The pandemic added new pressures as barber shops, nail salons, restaurants and other mom-and-pop operations closed their doors, squeezing a community where about 30% of the residents are unemployed, according to Nelson.
Many of those working survive paycheck-to-paycheck, and they’ve suffered, too, amid furloughs and job cuts. Food pantries have popped up. Nelson’s group, working with a food depository, has served 1,200 families a week.
So in late spring, when protests spread nationwide against police brutality and calls for racial justice following George Floyd’s death, Auburn Gresham was fertile ground. Peaceful demonstrations spun into violence.
Stores burned to the ground. Looters grabbed money orders from a currency exchange and tried to crack open an ATM. Drug stores and grocery store shelves were stripped bare.

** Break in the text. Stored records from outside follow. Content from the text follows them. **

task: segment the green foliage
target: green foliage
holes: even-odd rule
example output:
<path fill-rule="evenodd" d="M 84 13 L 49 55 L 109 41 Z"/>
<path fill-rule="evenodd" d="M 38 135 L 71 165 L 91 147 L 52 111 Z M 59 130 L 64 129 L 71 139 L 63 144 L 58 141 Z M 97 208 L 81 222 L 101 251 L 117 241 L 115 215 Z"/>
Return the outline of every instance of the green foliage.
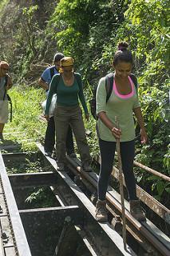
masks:
<path fill-rule="evenodd" d="M 35 142 L 44 138 L 46 123 L 40 118 L 42 110 L 40 102 L 45 99 L 42 89 L 25 85 L 14 86 L 9 91 L 13 102 L 13 120 L 5 126 L 12 132 L 6 137 L 6 143 L 11 141 L 21 144 L 25 150 L 35 150 Z"/>

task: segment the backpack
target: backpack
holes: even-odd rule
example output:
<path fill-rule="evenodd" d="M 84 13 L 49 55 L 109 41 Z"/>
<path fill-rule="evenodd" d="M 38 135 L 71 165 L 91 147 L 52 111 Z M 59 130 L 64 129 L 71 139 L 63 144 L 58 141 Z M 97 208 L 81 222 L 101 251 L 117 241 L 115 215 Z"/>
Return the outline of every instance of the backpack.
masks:
<path fill-rule="evenodd" d="M 129 75 L 131 78 L 132 82 L 134 83 L 136 90 L 137 90 L 137 79 L 136 76 L 133 74 L 131 74 Z M 113 91 L 113 79 L 114 79 L 114 74 L 113 73 L 109 73 L 105 76 L 105 90 L 106 90 L 106 103 L 108 102 L 110 95 Z M 90 106 L 90 111 L 94 118 L 94 119 L 97 120 L 97 100 L 96 100 L 96 94 L 97 94 L 97 88 L 96 86 L 93 93 L 93 98 L 89 101 L 89 106 Z"/>
<path fill-rule="evenodd" d="M 7 77 L 7 75 L 6 75 L 6 82 L 5 82 L 5 85 L 4 85 L 5 91 L 4 91 L 4 94 L 3 94 L 3 101 L 5 101 L 5 98 L 6 98 L 6 94 L 8 102 L 10 105 L 10 122 L 12 122 L 12 114 L 13 114 L 13 105 L 12 105 L 11 98 L 10 98 L 10 95 L 7 94 L 6 90 L 6 87 L 7 86 L 7 82 L 8 82 L 8 77 Z"/>

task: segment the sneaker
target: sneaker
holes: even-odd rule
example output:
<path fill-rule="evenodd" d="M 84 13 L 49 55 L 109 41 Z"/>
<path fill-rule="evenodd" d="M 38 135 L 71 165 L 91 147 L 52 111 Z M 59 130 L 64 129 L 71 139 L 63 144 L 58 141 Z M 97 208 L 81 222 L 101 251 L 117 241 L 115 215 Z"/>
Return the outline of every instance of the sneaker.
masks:
<path fill-rule="evenodd" d="M 92 171 L 92 168 L 90 167 L 89 162 L 85 162 L 82 164 L 82 170 L 85 172 L 90 172 Z"/>
<path fill-rule="evenodd" d="M 96 204 L 96 220 L 99 222 L 107 222 L 108 214 L 105 200 L 97 200 Z"/>
<path fill-rule="evenodd" d="M 57 162 L 57 170 L 58 171 L 64 171 L 65 170 L 65 165 L 63 162 Z"/>
<path fill-rule="evenodd" d="M 73 152 L 73 153 L 71 153 L 71 154 L 69 154 L 68 155 L 71 158 L 77 158 L 77 155 L 76 155 L 76 154 L 74 152 Z"/>

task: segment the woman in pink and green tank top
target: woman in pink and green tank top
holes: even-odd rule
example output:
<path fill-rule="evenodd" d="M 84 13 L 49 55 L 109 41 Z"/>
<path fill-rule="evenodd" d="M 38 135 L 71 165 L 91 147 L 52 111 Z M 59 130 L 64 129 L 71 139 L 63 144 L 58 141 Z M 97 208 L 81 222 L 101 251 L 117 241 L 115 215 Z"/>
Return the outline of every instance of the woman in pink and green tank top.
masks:
<path fill-rule="evenodd" d="M 137 86 L 136 88 L 130 78 L 132 64 L 132 55 L 128 50 L 128 44 L 121 42 L 113 58 L 114 79 L 112 94 L 107 102 L 105 78 L 99 81 L 97 90 L 97 131 L 101 156 L 97 183 L 98 200 L 96 206 L 96 218 L 99 222 L 107 221 L 105 194 L 113 170 L 117 138 L 121 142 L 122 169 L 128 193 L 131 214 L 139 221 L 145 220 L 140 201 L 136 197 L 133 174 L 135 153 L 133 114 L 140 126 L 141 143 L 146 142 L 147 134 L 138 99 Z M 116 116 L 118 118 L 119 128 L 116 127 Z"/>

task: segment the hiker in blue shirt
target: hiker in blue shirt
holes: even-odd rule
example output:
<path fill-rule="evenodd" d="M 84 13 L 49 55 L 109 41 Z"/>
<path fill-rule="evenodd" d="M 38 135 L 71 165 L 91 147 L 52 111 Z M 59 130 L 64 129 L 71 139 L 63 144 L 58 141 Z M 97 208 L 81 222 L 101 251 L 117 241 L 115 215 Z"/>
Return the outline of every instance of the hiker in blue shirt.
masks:
<path fill-rule="evenodd" d="M 3 141 L 3 129 L 8 122 L 8 98 L 6 91 L 12 87 L 12 81 L 7 72 L 9 64 L 0 62 L 0 141 Z"/>
<path fill-rule="evenodd" d="M 63 54 L 57 53 L 53 58 L 54 65 L 46 68 L 42 74 L 42 77 L 39 78 L 38 83 L 40 86 L 45 90 L 46 95 L 48 95 L 49 84 L 53 76 L 59 73 L 60 69 L 60 60 L 64 57 Z M 51 156 L 53 146 L 55 144 L 55 123 L 53 120 L 53 116 L 51 116 L 49 118 L 45 136 L 45 144 L 44 150 L 45 154 L 47 156 Z M 69 126 L 67 138 L 66 138 L 66 150 L 67 154 L 71 158 L 75 158 L 76 154 L 74 153 L 73 148 L 73 133 L 71 126 Z"/>

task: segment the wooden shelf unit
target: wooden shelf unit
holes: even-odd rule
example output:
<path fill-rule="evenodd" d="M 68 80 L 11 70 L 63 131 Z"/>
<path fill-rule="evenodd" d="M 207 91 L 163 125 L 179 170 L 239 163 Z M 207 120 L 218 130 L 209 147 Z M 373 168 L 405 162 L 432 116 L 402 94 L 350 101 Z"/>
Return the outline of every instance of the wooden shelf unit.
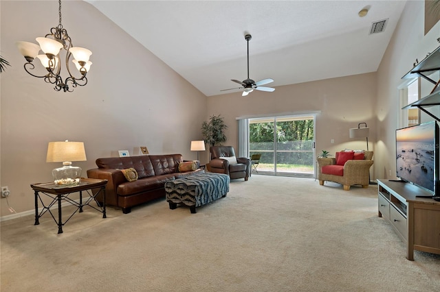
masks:
<path fill-rule="evenodd" d="M 402 79 L 408 79 L 421 77 L 434 84 L 434 88 L 432 88 L 429 95 L 404 106 L 402 110 L 417 108 L 437 121 L 440 121 L 440 118 L 434 116 L 424 108 L 440 105 L 440 80 L 435 81 L 428 77 L 438 71 L 440 71 L 440 47 L 428 54 L 421 62 L 416 64 L 414 68 L 402 77 Z"/>
<path fill-rule="evenodd" d="M 379 217 L 406 243 L 406 258 L 415 250 L 440 254 L 440 202 L 417 197 L 430 194 L 408 182 L 377 180 L 377 188 Z"/>

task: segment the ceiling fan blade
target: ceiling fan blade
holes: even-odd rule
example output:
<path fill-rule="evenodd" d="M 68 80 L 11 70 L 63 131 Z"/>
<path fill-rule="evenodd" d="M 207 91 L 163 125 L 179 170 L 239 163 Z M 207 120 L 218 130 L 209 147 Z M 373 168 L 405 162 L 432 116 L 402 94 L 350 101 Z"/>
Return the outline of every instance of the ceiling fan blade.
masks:
<path fill-rule="evenodd" d="M 233 81 L 234 82 L 236 82 L 236 83 L 238 83 L 239 84 L 241 84 L 241 85 L 243 85 L 243 86 L 246 86 L 246 84 L 244 84 L 244 83 L 243 83 L 242 82 L 239 81 L 239 80 L 234 80 L 234 79 L 231 79 L 231 81 Z"/>
<path fill-rule="evenodd" d="M 270 82 L 273 82 L 274 80 L 272 78 L 263 79 L 263 80 L 257 81 L 255 82 L 255 85 L 259 86 L 260 85 L 267 84 Z"/>
<path fill-rule="evenodd" d="M 258 86 L 258 87 L 256 87 L 255 89 L 261 91 L 267 91 L 268 93 L 272 93 L 273 91 L 275 91 L 275 88 L 272 88 L 272 87 Z"/>
<path fill-rule="evenodd" d="M 232 90 L 233 89 L 243 89 L 243 87 L 236 87 L 234 88 L 222 89 L 220 91 Z"/>

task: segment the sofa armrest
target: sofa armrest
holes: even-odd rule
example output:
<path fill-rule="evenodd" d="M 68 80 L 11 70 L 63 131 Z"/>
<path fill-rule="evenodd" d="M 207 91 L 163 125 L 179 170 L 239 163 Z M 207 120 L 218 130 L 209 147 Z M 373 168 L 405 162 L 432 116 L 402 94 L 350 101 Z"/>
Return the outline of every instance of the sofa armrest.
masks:
<path fill-rule="evenodd" d="M 118 186 L 126 182 L 124 173 L 120 169 L 93 169 L 87 170 L 89 178 L 107 180 L 105 186 L 105 199 L 109 204 L 118 206 Z"/>
<path fill-rule="evenodd" d="M 344 173 L 349 174 L 368 171 L 373 163 L 373 161 L 369 159 L 347 160 L 344 165 Z"/>
<path fill-rule="evenodd" d="M 200 168 L 200 160 L 184 160 L 183 162 L 193 162 L 195 161 L 197 163 L 197 169 L 199 169 Z"/>
<path fill-rule="evenodd" d="M 225 170 L 229 169 L 229 161 L 225 159 L 214 158 L 209 162 L 211 167 L 216 169 L 222 169 Z"/>
<path fill-rule="evenodd" d="M 243 165 L 248 165 L 248 167 L 250 167 L 250 159 L 247 157 L 238 157 L 236 158 L 236 162 L 239 163 L 243 163 Z"/>

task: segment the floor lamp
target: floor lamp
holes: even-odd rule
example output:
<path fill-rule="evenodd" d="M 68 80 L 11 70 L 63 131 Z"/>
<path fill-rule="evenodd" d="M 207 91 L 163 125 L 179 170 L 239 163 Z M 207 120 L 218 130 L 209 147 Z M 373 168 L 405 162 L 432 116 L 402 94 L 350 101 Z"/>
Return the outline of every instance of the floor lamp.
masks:
<path fill-rule="evenodd" d="M 361 125 L 365 125 L 362 127 Z M 350 138 L 365 138 L 366 139 L 366 151 L 368 151 L 368 135 L 370 134 L 370 128 L 366 125 L 366 123 L 359 123 L 358 127 L 352 127 L 350 129 Z M 370 170 L 368 169 L 368 182 L 370 184 L 377 184 L 375 182 L 371 182 L 370 180 Z"/>
<path fill-rule="evenodd" d="M 191 151 L 197 151 L 197 160 L 199 160 L 199 151 L 205 151 L 205 141 L 203 140 L 191 141 Z"/>

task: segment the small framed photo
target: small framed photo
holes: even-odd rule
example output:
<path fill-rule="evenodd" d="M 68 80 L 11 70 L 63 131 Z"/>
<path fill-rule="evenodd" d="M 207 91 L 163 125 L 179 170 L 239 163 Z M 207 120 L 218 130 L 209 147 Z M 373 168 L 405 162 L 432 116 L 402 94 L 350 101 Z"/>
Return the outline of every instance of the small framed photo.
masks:
<path fill-rule="evenodd" d="M 142 152 L 142 154 L 148 154 L 148 149 L 146 148 L 146 146 L 141 146 L 140 147 L 140 151 Z"/>
<path fill-rule="evenodd" d="M 130 153 L 129 152 L 129 150 L 119 150 L 119 157 L 124 157 L 124 156 L 130 156 Z"/>

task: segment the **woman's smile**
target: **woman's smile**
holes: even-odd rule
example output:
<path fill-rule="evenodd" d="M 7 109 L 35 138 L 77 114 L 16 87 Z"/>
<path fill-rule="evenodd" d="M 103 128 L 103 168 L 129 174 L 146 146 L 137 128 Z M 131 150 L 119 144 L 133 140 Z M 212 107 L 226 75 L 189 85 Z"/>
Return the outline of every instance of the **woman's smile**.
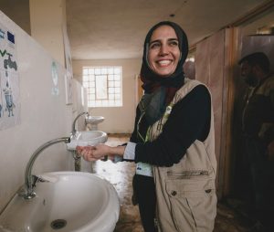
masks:
<path fill-rule="evenodd" d="M 154 30 L 149 47 L 148 62 L 153 72 L 162 77 L 172 75 L 178 65 L 181 51 L 174 29 L 162 26 Z"/>

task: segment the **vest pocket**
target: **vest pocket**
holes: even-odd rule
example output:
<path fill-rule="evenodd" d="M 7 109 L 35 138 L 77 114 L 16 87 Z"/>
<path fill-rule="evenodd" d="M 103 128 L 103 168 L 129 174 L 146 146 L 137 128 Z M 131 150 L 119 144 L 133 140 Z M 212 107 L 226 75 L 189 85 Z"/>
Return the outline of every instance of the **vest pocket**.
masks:
<path fill-rule="evenodd" d="M 172 217 L 180 232 L 209 232 L 216 215 L 214 180 L 166 180 Z"/>

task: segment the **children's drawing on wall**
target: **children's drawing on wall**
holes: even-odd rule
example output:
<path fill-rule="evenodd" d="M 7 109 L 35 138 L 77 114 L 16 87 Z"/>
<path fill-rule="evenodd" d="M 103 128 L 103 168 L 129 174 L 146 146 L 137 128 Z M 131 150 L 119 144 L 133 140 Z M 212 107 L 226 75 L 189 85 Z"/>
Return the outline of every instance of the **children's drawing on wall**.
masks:
<path fill-rule="evenodd" d="M 51 89 L 52 95 L 59 95 L 59 89 L 58 89 L 58 67 L 55 61 L 51 63 L 51 78 L 53 81 L 53 87 Z"/>
<path fill-rule="evenodd" d="M 0 24 L 0 130 L 20 122 L 19 78 L 15 34 Z"/>

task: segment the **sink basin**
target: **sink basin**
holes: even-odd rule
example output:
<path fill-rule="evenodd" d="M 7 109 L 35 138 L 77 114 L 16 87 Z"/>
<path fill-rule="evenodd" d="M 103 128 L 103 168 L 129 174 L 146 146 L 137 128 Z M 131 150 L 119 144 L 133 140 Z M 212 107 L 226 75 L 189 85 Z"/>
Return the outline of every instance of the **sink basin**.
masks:
<path fill-rule="evenodd" d="M 89 173 L 54 172 L 39 175 L 36 197 L 18 195 L 0 215 L 0 231 L 111 232 L 119 218 L 114 187 Z"/>
<path fill-rule="evenodd" d="M 100 131 L 77 132 L 70 142 L 67 143 L 67 148 L 75 151 L 77 146 L 94 146 L 104 143 L 107 140 L 107 133 Z"/>
<path fill-rule="evenodd" d="M 85 119 L 86 124 L 98 124 L 105 120 L 102 116 L 89 116 Z"/>

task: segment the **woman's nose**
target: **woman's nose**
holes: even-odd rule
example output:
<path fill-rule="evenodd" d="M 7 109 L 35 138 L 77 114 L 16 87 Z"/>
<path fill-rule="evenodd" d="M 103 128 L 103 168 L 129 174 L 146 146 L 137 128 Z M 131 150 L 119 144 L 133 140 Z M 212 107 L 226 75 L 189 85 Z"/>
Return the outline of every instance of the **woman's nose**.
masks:
<path fill-rule="evenodd" d="M 168 47 L 166 45 L 161 46 L 160 55 L 164 56 L 164 55 L 167 55 L 167 54 L 168 54 Z"/>

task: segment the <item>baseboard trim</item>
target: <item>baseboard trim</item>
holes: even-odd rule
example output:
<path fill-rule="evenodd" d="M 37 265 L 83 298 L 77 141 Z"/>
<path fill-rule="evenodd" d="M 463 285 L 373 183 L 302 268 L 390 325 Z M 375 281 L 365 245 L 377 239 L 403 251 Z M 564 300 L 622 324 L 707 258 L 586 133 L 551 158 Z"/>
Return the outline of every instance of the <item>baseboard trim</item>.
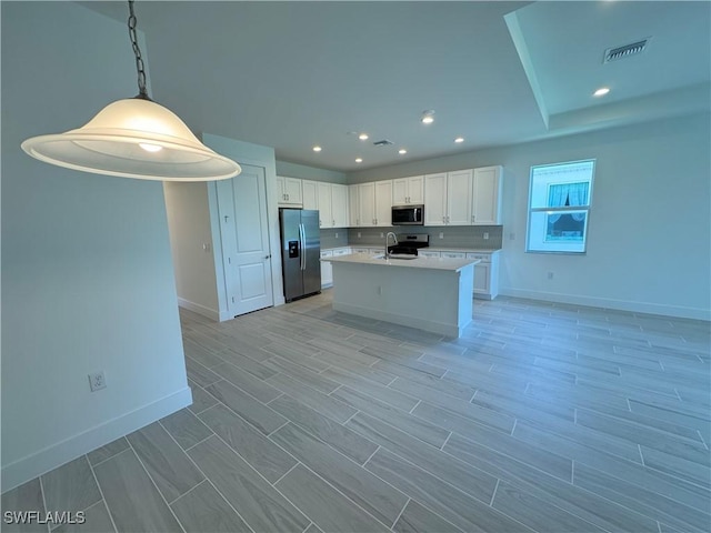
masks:
<path fill-rule="evenodd" d="M 206 308 L 204 305 L 201 305 L 196 302 L 191 302 L 190 300 L 186 300 L 184 298 L 178 298 L 178 305 L 180 305 L 181 308 L 188 309 L 190 311 L 193 311 L 198 314 L 201 314 L 207 319 L 214 320 L 216 322 L 220 322 L 220 313 L 217 312 L 214 309 Z"/>
<path fill-rule="evenodd" d="M 192 392 L 189 386 L 166 398 L 149 403 L 130 413 L 103 422 L 57 444 L 47 446 L 13 463 L 2 466 L 2 486 L 7 492 L 38 475 L 54 470 L 69 461 L 101 447 L 120 436 L 168 416 L 192 404 Z"/>
<path fill-rule="evenodd" d="M 682 305 L 667 305 L 650 302 L 630 302 L 625 300 L 614 300 L 611 298 L 581 296 L 577 294 L 527 291 L 511 288 L 500 289 L 499 294 L 504 296 L 542 300 L 544 302 L 569 303 L 591 308 L 617 309 L 619 311 L 630 311 L 634 313 L 711 321 L 711 310 L 709 309 L 685 308 Z"/>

While Cashaw and his 17-year-old son were cleaning and boarding up, a menacing group of men approached. “Why are you destroying the place where you shop and where you live?” he asked.
Sensing they were about to force their way into the store, Cashaw’s son stood firm. “I will fight each and every one of you.” he said, his father recalls. The group moved on.
Pfleger, the priest, watched from another street, sensing a futility he hadn’t seen before. During the looting of a Walgreen’s, a young woman he knew walked by, carrying an armful of stolen goods.